A domain-specific language (DSL) is a programming or markup language designed for a narrow, specialized domain, in contrast to a general-purpose language such as JavaScript or SQL that can express programs across a wide range of problem areas. By restricting their scope, DSLs can offer concise, readable syntax that closely mirrors the concepts and vocabulary of the domain they serve, making them accessible to domain experts who may not be professional programmers.

DSLs come in two broad categories. An external DSL has its own dedicated syntax and parser – Gherkin, used in behavior-driven development to specify acceptance criteria in a Given-When-Then format, is a well-known example. An internal or embedded DSL is implemented within a general-purpose host language, leveraging that language’s syntax and tooling to create a mini-language. Reactive programming frameworks and fluent builder APIs are common examples.

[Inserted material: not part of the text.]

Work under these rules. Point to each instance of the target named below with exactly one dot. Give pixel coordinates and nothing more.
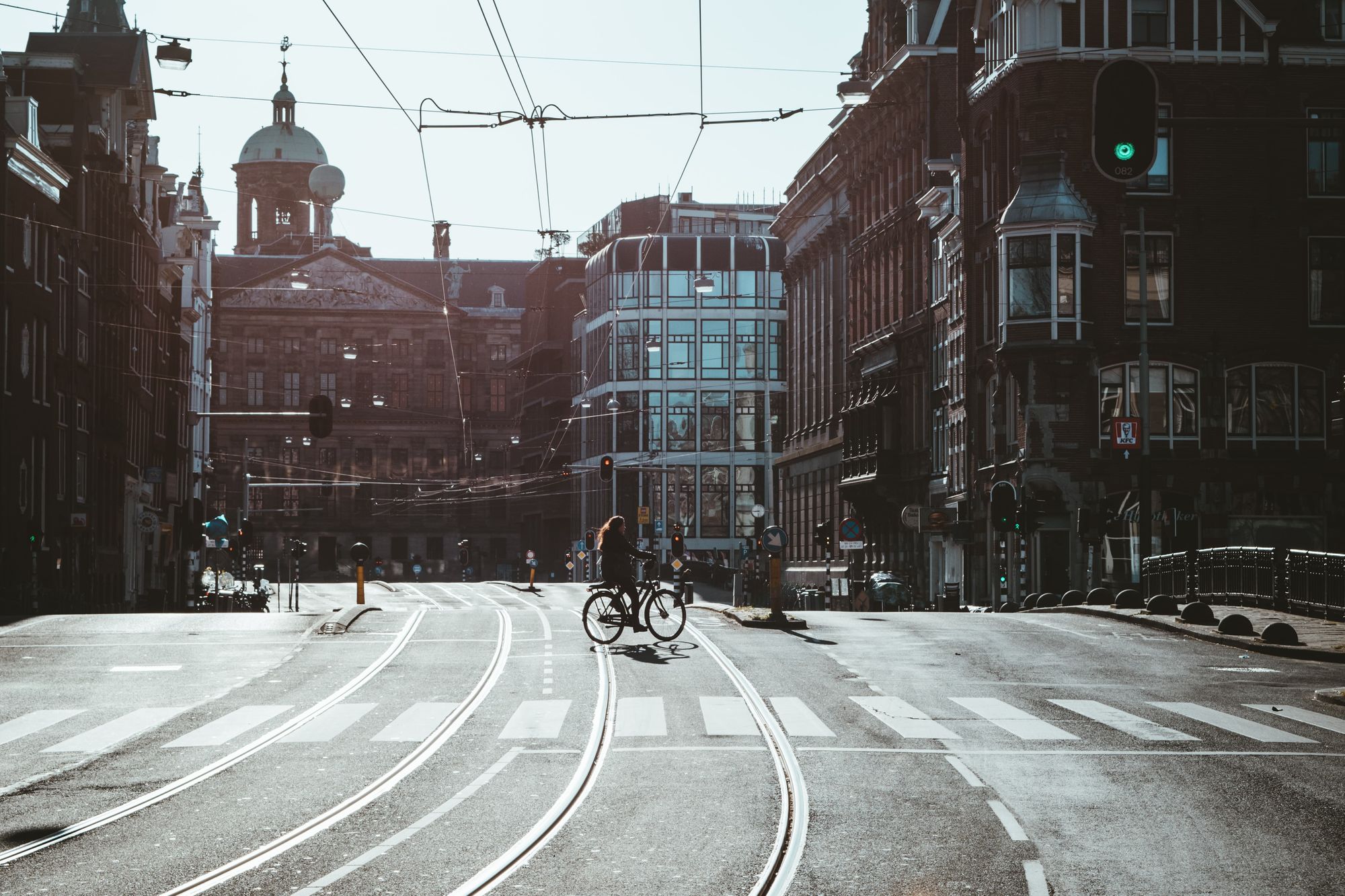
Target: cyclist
(617, 563)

DSLs are widespread in software tooling. Diagrams-as-code tools such as Structurizr define DSLs for describing software architecture models. Containerization systems use DSLs like the Dockerfile syntax to declare container image build instructions. Modeling tools frequently expose their own DSLs for describing domain structures, BPMN processes, or other model types. The Structurizr DSL, for instance, lets architects define C4 model diagrams as plain text that can be version-controlled alongside application code.

The trade-off when adopting a DSL is between expressiveness and learning cost. A well-designed DSL can make domain-specific tasks dramatically more concise and clear, but each new DSL adds a syntax and mental model that users must learn. DSLs that grow beyond their intended scope risk accreting general-purpose features and becoming harder to use than the host languages they were meant to simplify – a phenomenon sometimes called the inner-platform effect.